Time-resolved room temperature protein phosphorescence: nonexponential decay from single emitting tryptophans.

The single room temperature phosphorescent (RTP) residue of horse liver alcohol dehydrogenase (LADH). Trp-314, and of alkaline phosphatase (AP), Trp-109, show nonexponential phosphorescence decays when the data are collected to a high degree of precision. Using the maximum entropy method (MEM) for the analysis of these decays, it is shown that AP phosphorescence decay is dominated by a single Gaussian distribution, whereas for LADH the data reveal two amplitude packets. The lifetime-normalized width of the MEM distribution for both proteins is larger than that obtained for model monoexponential chromophores (e.g., terbium in water and pyrene in cyclohexane). Experiments show that the nonexponential decay is fundamental; i.e., an intrinsic property of the pure protein. Because phosphorescence reports on the state of the emitting chromophore, such nonexponential behavior could be caused by the presence of excited state reactions. However, it is also well known that the phosphorescence lifetime of a tryptophan residue is strongly dependent on the local flexibility around the indole moiety. Hence, the nonexponential phosphorescence decay may also be caused by the presence of at least two states of different local rigidity (in the vicinity of the phosphorescing tryptophan) corresponding to different ground state conformers.
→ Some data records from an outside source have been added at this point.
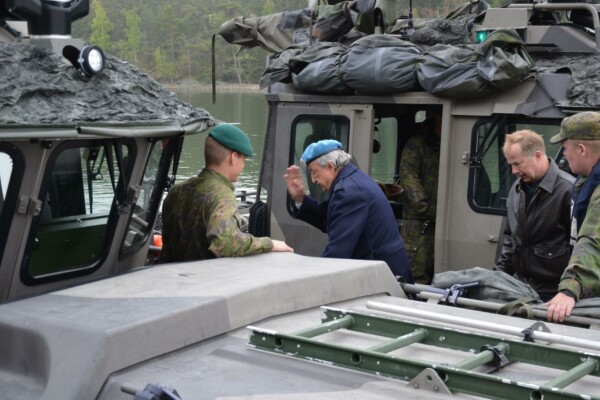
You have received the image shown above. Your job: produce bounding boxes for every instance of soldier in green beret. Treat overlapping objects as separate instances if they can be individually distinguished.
[546,111,600,322]
[161,124,293,262]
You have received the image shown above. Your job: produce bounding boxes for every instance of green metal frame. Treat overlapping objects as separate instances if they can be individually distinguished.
[249,308,600,400]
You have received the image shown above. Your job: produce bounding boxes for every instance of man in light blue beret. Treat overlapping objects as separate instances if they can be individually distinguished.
[284,139,413,283]
[161,124,293,262]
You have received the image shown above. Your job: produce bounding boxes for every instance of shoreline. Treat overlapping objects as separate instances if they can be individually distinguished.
[159,82,262,93]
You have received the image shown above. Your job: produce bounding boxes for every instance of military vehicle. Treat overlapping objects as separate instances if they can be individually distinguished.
[0,0,600,400]
[223,1,600,273]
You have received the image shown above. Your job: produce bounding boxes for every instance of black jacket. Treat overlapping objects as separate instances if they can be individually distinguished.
[495,159,575,294]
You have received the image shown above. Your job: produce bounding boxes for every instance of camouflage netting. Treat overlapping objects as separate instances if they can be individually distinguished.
[535,53,600,108]
[0,42,212,125]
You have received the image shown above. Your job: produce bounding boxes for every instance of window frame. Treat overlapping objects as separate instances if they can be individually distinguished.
[20,138,137,286]
[0,141,25,262]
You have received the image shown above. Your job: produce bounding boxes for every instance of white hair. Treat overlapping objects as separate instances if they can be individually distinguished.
[315,150,352,170]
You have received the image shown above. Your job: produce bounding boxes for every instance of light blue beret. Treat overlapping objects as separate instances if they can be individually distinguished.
[208,124,254,157]
[301,139,342,165]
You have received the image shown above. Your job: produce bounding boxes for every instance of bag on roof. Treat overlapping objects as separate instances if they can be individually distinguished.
[417,29,533,98]
[289,43,353,94]
[218,8,312,53]
[260,47,306,89]
[351,0,398,34]
[432,267,542,303]
[311,1,354,42]
[339,35,422,94]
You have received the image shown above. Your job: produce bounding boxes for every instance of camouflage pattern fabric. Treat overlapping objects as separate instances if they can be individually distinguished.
[400,135,440,284]
[161,168,273,262]
[558,182,600,300]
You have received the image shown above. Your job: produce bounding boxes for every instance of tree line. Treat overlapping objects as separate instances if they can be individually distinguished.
[73,0,501,84]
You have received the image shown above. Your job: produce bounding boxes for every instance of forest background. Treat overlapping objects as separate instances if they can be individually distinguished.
[72,0,507,86]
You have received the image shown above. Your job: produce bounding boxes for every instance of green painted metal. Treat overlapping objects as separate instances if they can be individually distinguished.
[368,329,427,353]
[249,308,600,400]
[454,343,509,370]
[293,315,354,337]
[544,358,598,388]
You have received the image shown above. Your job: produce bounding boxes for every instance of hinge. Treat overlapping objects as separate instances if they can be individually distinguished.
[17,196,42,216]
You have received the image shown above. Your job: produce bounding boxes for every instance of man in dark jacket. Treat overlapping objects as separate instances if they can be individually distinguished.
[496,130,575,301]
[284,140,413,283]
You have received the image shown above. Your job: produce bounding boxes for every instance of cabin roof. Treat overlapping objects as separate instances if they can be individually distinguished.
[0,42,213,127]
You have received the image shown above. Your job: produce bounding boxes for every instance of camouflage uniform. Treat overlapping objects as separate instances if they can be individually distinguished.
[161,168,273,262]
[558,179,600,300]
[400,132,440,283]
[550,111,600,301]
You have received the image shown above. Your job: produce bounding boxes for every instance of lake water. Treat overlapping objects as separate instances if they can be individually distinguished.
[175,88,267,190]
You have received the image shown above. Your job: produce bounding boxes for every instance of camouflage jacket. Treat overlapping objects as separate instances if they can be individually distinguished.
[400,134,440,221]
[161,168,273,262]
[558,180,600,300]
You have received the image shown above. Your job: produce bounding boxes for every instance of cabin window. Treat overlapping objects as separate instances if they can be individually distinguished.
[468,116,562,215]
[289,115,350,202]
[122,137,183,253]
[0,142,24,260]
[0,151,13,222]
[22,140,132,284]
[371,117,398,183]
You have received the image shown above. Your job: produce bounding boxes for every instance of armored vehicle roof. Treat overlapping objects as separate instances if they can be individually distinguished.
[0,42,212,126]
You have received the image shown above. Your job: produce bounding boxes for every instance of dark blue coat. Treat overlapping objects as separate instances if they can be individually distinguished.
[294,164,413,283]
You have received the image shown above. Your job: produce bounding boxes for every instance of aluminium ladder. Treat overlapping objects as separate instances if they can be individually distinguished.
[248,307,600,400]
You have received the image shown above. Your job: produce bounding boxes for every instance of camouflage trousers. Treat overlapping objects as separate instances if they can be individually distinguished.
[400,219,435,284]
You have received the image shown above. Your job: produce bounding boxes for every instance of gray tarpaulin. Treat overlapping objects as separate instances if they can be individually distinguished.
[339,35,421,94]
[535,53,600,108]
[417,29,533,98]
[432,267,541,302]
[0,42,212,126]
[290,42,353,94]
[432,267,600,318]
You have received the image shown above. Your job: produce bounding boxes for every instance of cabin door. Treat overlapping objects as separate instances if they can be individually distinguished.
[261,103,373,256]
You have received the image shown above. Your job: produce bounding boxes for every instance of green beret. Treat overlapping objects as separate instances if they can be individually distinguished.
[208,124,254,157]
[550,111,600,143]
The observation that in the chemically homogeneous LADH sample the phosphorescence decay kinetics depends on the excitation wavelength further supports this latter interpretation. This dependence is caused by the wavelength-selective excitation of Trp-314 in a subensemble of LADH molecules with differing hydrophobic and rigid environments. With this interpretation, the data show that interconversion of these states occurs on a time scale long compared with the phosphorescence decay (0.1-1.0 s). Further experiments reveal that with increasing temperature the distributed phosphorescence decay rates for both AP and LADH broaden, thus indicating that either 1) the number of conformational states populated at higher temperature increases or 2) the temperature differentially affects individual conformer states. The nature of the observed heterogeneous triplet state kinetics and their relationship to aspects of protein dynamics are discussed.